My children go to a good primary school: Ofsted says so. I used to say so, too.
However, something happened three years ago to change my opinion drastically, and gave me cause to regret my choice of school for them. My husband and I separated.
While we retained joint custody, I was the one who moved out, leaving them to stay with him during the week. I moved to the next city, stopped doing school runs, and lost contact with almost all the parents who had been my friends before.
I ignorantly assumed that my husband would explain the situation fairly to the school in my absence, but it appears that he did not.
The upshot of this was disastrous. I received no information whatsoever from the school for the first year. In the midst of moving house, emotional turmoil and financial strain, it was one more thing I didn’t follow up. I hadn’t realised how fragile the ties to school were until they were abruptly severed by my not picking up or dropping off my children for a year.
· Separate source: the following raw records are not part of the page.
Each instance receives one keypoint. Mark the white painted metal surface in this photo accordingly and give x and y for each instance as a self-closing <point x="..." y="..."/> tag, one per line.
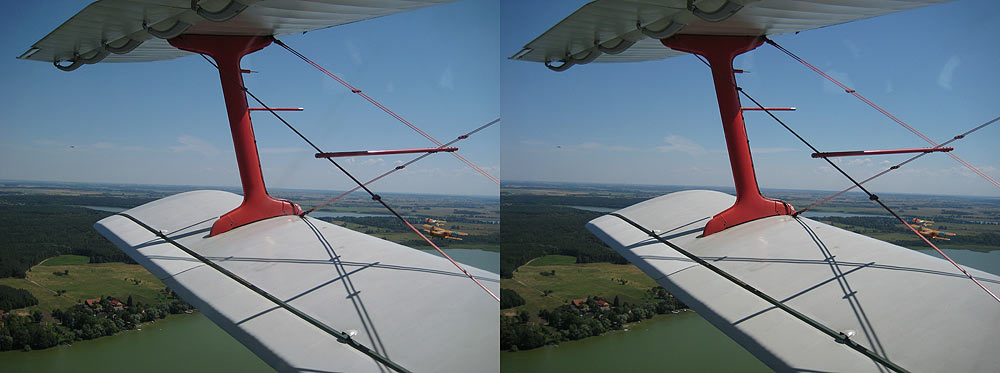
<point x="413" y="307"/>
<point x="115" y="21"/>
<point x="914" y="309"/>
<point x="609" y="21"/>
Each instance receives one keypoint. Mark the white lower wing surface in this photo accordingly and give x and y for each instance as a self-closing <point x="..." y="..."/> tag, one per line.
<point x="916" y="310"/>
<point x="413" y="308"/>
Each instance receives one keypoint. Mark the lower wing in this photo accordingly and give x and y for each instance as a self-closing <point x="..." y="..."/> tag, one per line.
<point x="307" y="295"/>
<point x="911" y="309"/>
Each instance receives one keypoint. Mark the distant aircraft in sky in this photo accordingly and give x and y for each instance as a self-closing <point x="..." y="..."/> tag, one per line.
<point x="443" y="233"/>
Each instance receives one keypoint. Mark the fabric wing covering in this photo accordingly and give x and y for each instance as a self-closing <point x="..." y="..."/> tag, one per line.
<point x="629" y="30"/>
<point x="414" y="308"/>
<point x="106" y="30"/>
<point x="914" y="309"/>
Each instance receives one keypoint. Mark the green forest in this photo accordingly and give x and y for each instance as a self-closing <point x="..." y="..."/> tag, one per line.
<point x="35" y="227"/>
<point x="13" y="298"/>
<point x="81" y="322"/>
<point x="571" y="322"/>
<point x="533" y="228"/>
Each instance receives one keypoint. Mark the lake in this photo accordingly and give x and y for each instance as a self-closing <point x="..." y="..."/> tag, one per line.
<point x="683" y="342"/>
<point x="189" y="343"/>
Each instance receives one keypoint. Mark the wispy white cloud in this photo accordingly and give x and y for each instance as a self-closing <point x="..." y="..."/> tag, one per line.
<point x="355" y="54"/>
<point x="447" y="79"/>
<point x="681" y="144"/>
<point x="842" y="77"/>
<point x="855" y="52"/>
<point x="593" y="146"/>
<point x="196" y="145"/>
<point x="860" y="162"/>
<point x="948" y="72"/>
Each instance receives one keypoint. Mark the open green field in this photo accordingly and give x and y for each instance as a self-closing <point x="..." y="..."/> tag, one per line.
<point x="84" y="281"/>
<point x="552" y="260"/>
<point x="65" y="260"/>
<point x="574" y="281"/>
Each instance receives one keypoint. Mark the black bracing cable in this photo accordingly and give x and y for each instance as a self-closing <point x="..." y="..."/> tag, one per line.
<point x="837" y="336"/>
<point x="375" y="197"/>
<point x="341" y="336"/>
<point x="871" y="196"/>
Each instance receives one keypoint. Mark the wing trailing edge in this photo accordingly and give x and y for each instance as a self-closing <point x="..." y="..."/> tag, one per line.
<point x="913" y="309"/>
<point x="409" y="306"/>
<point x="630" y="30"/>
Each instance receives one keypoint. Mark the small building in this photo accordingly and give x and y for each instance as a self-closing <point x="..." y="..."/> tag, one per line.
<point x="602" y="305"/>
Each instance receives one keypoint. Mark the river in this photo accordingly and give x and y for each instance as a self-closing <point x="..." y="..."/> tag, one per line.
<point x="188" y="343"/>
<point x="683" y="342"/>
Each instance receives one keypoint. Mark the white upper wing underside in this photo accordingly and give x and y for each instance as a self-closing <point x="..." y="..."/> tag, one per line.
<point x="116" y="21"/>
<point x="609" y="22"/>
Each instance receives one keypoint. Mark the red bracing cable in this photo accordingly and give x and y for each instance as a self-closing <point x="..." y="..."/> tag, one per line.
<point x="357" y="153"/>
<point x="385" y="109"/>
<point x="967" y="274"/>
<point x="953" y="139"/>
<point x="375" y="197"/>
<point x="400" y="167"/>
<point x="854" y="153"/>
<point x="875" y="198"/>
<point x="876" y="107"/>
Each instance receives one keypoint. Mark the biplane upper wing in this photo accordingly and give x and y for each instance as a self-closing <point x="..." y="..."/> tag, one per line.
<point x="915" y="310"/>
<point x="605" y="30"/>
<point x="412" y="308"/>
<point x="138" y="29"/>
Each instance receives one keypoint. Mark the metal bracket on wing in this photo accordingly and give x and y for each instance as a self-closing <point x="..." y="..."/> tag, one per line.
<point x="227" y="12"/>
<point x="78" y="60"/>
<point x="588" y="56"/>
<point x="724" y="11"/>
<point x="129" y="45"/>
<point x="174" y="31"/>
<point x="621" y="46"/>
<point x="667" y="31"/>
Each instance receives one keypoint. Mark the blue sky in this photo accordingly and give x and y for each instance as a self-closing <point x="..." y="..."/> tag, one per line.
<point x="658" y="122"/>
<point x="165" y="122"/>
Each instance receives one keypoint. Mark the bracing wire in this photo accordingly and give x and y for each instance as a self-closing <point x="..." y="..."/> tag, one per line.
<point x="880" y="110"/>
<point x="871" y="196"/>
<point x="383" y="108"/>
<point x="374" y="196"/>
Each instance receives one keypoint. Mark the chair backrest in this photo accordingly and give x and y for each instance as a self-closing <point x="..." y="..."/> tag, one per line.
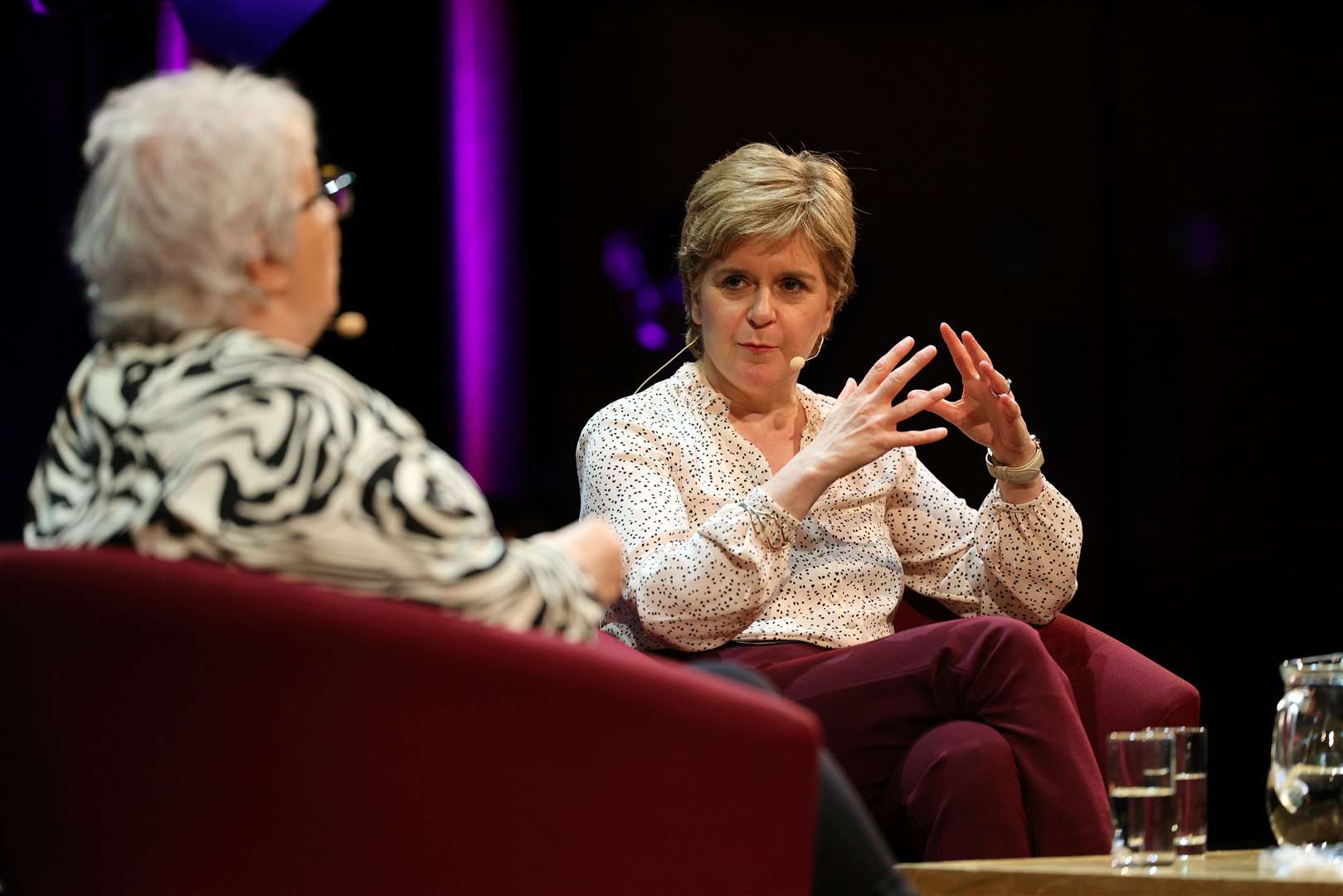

Worse, on one occasion when I phoned the school to check whether I could drop something in to my daughter at lunchtime, I was point-blank refused, as it “might be disruptive to her”.
The school had got it badly wrong, and intervened in my relationship with my children when they had absolutely no right to.
Separation and divorce is, of course, very common. It is likely to affect between 40 and 50 per cent of all children during their time at school. Prioritising children’s needs is a must for schools. Admittedly, it is not always clear how this should be done.
Help is at hand. Many schools are now writing a specific policy for dealing with separated parents, which focuses on good practice for retaining communication links and remembering that the school must remain objective and not favour one parent over the other. Some of the best ideas I have come across include the following:
1. Have a separated parents policy, and send it out to all parents new to the school. Debate and review it at least once a year with all staff.
2. Be accessible and encourage parents to tell you about any change in their circumstances, reassuring them that you will not judge, but reminding them that it is their responsibility to keep you informed. Refer specifically to separation, divorce and new partners.
3. If you know parents are separated, encourage teachers to take the initiative to meet with or contact both parents at the start of the year, and ask about the best means of keeping in touch. At this time it may also be a good idea to agree a set of rules for who is picking up the child when, and what to do in an emergency.
4. It is reasonable to expect that separated parents share information, but be prepared for cases when this is not happening. If not, ensure that information is being sent via email where possible. This is also where having an up-to-date website or social media page can come in useful; direct parents to it.
5. Assume, unless specifically sent a court order restricting access, that both parents have equal rights to their child. Treat both parents equally and give them equal rights when decision-making.
6. Prepare for the eventuality wherein you have to get the consent of one parent to release the child to the other. Have a clear, written set of instructions on what to do. Don’t forget to include what happens if the headteacher is absent.